For
the_cephalopod, because I got the most beautiful surprise in the mail yesterday! Thank you hon, it was great inspiration! *hugs*
1. Sam is used to Dad sleeping in the bed closest to the door. It's how it's always been. Dad in that bed, him and Dean sharing the other one. Sometimes, when they stayed in one place for long enough to actually have an apartment, it was Dad on the couch and Sam and Dean sharing the bedroom.
Now, every time they enter a motel room, Dean puts his duffle down on the bed closest to the door without even thinking about it. The first time, Sam wanted to protest, because that was Dad's bed. Then he remembered what he was doing here in the first place and didn't say anything.
He still finds it hard to sleep.
2. Dean knows it's been four years, but he still can't get over how much Sam grew. He was tall when he went off to Stanford, but he was still skinny, all knees and elbows, with his face full of pimples and his bangs shading his eyes. Now, Dean's little brother is a head taller than him and outweighs him by twenty pounds of muscle. Sam is huge, and Dean has to look hard for traces of the teen he used to be. It's there sometimes, the way Sam rolls his eyes, the faces of disapproval when Dean does or says something stupid, the way he hides behind his bangs when he's in one of his pouty moods.
So Dean does his best to draw out those moments. He pulls every stupid prank he can think of, tells every stupid joke he knows, does stupid thing after stupid thing, just to make sure that's still Sam in there and not some stranger he doesn't even know.
3. Sam doesn't remember his mother. He only knows her from stories, from Dean telling him about things she used to do and say. But even Dean's memories are shady, and Dad never spoke about her at all.
Sam's world has always been Dean and Dad (in that order). Mom was just a concept, something Dean and Dad shared but Sam couldn't quite understand.

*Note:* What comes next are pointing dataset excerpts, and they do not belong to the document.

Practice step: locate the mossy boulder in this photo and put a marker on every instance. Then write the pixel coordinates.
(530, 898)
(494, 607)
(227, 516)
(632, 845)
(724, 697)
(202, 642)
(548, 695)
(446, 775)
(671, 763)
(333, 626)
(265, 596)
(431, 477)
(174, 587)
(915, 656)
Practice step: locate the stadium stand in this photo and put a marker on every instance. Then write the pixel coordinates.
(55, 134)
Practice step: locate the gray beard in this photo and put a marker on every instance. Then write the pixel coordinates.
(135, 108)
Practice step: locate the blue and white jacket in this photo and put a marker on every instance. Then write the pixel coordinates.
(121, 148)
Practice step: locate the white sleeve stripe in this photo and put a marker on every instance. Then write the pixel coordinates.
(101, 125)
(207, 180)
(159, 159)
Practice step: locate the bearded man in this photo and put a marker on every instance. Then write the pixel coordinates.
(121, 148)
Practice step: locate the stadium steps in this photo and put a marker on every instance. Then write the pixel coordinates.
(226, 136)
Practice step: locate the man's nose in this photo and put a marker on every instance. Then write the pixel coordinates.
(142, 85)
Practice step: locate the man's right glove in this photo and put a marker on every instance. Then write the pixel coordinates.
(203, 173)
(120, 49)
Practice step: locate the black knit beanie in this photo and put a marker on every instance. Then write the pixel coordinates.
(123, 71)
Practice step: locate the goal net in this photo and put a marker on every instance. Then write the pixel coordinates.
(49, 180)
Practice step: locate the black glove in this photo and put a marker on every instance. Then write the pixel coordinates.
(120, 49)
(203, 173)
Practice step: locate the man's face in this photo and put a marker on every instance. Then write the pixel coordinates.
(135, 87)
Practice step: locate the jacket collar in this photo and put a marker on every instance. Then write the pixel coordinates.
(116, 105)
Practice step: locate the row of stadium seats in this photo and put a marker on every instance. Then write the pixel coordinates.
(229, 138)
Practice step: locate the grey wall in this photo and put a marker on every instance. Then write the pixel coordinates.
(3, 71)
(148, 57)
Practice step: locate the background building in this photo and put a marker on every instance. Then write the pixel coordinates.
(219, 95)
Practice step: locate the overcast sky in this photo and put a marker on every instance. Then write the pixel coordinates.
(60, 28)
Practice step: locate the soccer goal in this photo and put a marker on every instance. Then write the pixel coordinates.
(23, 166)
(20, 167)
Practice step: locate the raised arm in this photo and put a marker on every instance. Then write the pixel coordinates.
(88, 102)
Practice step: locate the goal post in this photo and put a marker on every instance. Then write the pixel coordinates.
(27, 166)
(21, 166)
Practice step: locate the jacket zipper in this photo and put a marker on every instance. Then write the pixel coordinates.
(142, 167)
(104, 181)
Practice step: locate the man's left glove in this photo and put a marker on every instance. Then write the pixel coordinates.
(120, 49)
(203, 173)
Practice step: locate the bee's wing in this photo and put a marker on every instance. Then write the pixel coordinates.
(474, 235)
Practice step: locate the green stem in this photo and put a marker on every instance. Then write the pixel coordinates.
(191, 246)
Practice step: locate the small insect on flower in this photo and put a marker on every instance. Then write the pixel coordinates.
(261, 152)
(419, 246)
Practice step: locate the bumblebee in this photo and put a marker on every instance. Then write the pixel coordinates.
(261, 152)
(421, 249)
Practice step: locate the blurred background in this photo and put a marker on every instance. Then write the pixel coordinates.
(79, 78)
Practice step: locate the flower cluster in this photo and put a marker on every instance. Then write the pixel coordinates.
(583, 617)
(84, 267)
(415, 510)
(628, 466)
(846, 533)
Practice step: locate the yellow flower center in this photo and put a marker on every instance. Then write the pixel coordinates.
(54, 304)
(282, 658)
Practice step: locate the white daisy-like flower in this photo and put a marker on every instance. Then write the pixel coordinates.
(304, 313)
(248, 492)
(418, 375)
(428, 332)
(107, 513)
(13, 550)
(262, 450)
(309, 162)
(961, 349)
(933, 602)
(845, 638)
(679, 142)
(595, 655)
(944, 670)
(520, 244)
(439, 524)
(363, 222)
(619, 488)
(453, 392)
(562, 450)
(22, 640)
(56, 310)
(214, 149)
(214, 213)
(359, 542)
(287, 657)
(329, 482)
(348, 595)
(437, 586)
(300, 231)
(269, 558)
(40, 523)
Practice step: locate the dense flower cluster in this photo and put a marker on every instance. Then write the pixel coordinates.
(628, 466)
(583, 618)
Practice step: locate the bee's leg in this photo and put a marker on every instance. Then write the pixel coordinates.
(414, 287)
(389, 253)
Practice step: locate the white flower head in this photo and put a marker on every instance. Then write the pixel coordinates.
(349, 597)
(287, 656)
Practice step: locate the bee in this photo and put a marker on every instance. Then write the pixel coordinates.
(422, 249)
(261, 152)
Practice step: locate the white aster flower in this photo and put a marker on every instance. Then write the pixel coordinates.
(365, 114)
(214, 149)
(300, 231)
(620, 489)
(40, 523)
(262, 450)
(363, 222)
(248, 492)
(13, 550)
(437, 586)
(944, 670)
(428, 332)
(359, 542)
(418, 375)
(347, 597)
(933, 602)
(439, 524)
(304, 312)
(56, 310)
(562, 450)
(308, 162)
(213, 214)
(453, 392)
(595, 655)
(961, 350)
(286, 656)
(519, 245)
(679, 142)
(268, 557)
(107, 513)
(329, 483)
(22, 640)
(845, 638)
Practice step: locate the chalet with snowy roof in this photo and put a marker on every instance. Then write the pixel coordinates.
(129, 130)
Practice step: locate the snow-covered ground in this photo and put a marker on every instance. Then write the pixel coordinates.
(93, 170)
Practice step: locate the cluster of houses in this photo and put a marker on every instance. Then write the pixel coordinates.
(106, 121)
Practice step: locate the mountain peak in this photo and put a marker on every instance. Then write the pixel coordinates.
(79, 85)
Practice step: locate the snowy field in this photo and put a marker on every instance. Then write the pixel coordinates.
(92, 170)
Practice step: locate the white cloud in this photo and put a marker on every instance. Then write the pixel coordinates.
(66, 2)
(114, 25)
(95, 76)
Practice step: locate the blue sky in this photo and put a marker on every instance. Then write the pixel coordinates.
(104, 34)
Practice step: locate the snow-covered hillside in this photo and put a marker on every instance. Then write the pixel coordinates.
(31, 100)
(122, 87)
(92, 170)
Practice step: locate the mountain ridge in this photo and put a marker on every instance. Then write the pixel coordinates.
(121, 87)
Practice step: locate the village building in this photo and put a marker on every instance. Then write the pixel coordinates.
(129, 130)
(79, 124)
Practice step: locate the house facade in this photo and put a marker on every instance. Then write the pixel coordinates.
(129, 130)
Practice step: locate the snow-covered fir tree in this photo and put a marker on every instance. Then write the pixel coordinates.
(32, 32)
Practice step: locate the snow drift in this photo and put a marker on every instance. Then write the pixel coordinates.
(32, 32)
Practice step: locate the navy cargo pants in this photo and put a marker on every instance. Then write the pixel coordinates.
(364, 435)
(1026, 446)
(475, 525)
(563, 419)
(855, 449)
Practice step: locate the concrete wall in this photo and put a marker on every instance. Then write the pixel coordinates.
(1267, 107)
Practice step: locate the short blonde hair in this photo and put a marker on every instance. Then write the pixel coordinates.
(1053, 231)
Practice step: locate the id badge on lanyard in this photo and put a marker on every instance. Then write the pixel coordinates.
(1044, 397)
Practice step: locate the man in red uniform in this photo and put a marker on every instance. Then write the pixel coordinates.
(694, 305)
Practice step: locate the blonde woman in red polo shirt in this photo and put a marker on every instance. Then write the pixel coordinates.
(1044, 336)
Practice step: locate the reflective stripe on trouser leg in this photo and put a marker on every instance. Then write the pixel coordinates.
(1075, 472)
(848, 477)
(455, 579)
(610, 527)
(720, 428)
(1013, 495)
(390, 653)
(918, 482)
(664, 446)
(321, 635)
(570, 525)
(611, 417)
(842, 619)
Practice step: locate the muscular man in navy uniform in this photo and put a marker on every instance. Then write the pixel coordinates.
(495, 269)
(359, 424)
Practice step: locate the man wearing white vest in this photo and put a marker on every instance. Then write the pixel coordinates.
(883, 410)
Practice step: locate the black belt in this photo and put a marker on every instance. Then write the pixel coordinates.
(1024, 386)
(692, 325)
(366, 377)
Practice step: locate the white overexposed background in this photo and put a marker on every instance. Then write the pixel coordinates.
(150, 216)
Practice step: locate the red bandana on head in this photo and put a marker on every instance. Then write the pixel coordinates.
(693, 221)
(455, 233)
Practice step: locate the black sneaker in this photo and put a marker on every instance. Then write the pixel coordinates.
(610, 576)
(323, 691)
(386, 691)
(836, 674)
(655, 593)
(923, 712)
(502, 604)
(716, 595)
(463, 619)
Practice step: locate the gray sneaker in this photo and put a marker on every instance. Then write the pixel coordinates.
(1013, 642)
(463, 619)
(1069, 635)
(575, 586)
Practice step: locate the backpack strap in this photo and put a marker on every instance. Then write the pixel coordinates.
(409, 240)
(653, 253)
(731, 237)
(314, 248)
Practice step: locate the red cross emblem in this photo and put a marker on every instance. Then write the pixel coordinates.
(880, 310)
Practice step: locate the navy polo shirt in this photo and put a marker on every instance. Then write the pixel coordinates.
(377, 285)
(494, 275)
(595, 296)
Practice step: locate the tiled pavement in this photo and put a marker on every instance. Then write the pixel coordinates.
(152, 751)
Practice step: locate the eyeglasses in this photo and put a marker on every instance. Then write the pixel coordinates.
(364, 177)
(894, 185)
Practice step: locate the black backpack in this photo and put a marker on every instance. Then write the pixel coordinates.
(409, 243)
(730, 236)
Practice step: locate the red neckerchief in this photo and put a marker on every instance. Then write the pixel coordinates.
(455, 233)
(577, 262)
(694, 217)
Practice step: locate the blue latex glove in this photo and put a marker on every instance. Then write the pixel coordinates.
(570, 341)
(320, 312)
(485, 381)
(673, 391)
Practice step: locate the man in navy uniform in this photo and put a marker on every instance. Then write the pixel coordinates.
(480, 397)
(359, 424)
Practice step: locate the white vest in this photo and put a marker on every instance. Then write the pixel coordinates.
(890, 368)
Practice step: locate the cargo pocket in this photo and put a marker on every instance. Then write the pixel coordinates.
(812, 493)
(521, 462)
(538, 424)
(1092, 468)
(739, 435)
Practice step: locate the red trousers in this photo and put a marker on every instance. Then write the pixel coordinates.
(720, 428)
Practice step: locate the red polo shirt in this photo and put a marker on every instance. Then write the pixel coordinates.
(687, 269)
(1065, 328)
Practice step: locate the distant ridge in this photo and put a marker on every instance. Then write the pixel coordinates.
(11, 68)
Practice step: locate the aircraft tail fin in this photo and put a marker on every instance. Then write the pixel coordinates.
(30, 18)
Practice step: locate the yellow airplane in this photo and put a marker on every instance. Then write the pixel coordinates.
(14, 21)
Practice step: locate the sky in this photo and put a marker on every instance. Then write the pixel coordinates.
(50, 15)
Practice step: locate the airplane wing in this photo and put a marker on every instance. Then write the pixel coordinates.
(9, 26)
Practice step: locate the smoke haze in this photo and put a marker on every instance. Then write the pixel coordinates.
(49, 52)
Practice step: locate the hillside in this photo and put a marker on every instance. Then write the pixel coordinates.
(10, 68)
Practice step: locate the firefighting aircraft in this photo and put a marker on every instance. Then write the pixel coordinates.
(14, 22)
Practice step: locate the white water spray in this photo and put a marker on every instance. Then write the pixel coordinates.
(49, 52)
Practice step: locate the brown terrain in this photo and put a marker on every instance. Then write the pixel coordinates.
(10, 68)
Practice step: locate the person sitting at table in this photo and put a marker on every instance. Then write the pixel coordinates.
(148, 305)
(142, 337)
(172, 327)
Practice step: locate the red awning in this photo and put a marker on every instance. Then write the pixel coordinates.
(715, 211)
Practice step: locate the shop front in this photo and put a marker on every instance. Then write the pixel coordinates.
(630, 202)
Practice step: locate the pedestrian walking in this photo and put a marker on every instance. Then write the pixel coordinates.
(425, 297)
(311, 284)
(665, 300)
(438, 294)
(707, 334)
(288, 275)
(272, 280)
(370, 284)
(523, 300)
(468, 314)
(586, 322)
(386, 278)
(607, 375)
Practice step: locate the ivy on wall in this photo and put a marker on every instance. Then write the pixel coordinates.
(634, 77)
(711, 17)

He does now. He understands why Dad couldn't talk, and why Dean sometimes couldn't shut up about her. He understands what it's like to live with a big hollow place inside you, a place where something precious is missing. Every day he lives is a day without Jess. And maybe Dean understands too, because he listens when Sam needs to talk and he doesn't prod when Sam can't put words on his grief.
4. Dean was raised to take care of his little brother. To look after him, keep him from harm. That's why, when an angry spirit flungs him backwards into a tombstone, he doesn't even feel his ribs crack and the sharp pain where the back of his head hits the stone. He just needs to get up, to get between Sam and the ghost, keep Sam safe.
But his legs doesn't seem to want to hold his weight, and every time he moves his head, the graveyeard spins around him. Dean's stomach is filled with ice, he has no idea where Sam is, he needs to get up and do something.
Then Sam is there, standing tall in front of Dean, shotgun in his hand aiming at the seriously pissed off spirit heading straight for them. The shot rings out, deafeningly loud in the quiet graveyard, and the spirit dissolves into mist and disappears. Dean can only stare.
Sam helps him up, steadies him with huge hands on his arms, careful of his battered ribs. "Let go, I can walk," Dean tries to say, but the words comes out slurred, and he distantly puts another concussion to his collection.
Sam's grip doesn't falter. He just shoots one of his disapproving looks and says, "Dean," with that tone of voice Dean could never refuse.
So Dean stops protesting and lets Sam take care of him.
1. Sam can still feel the heat from the fire when he starts awake, can still see Jess' face, her eyes staring wide open, damning him. When he opens his eyes, he expects to find the motel room in flames and he doesn't dare look at the ceiling in fear of what he will see.
(Dean. Dad. Bellies ripped open, dripping blood, mouths ripped open, screaming.)
But the room is dark. Sam shifts on the bed, feels a warm presence beside him, someone's leg pressed up against his back. He blinks and turns his head. "Dean? What..."
There's a click and Sam hears the muted sound of the television, and then Dean's voice in the darkness. "Shut up and sleep, bitch."
Sam relaxes and buries his head in the pillow again. "Jerk," he mutters with a smile on his face as he falls back asleep. This time, he doesn't dream.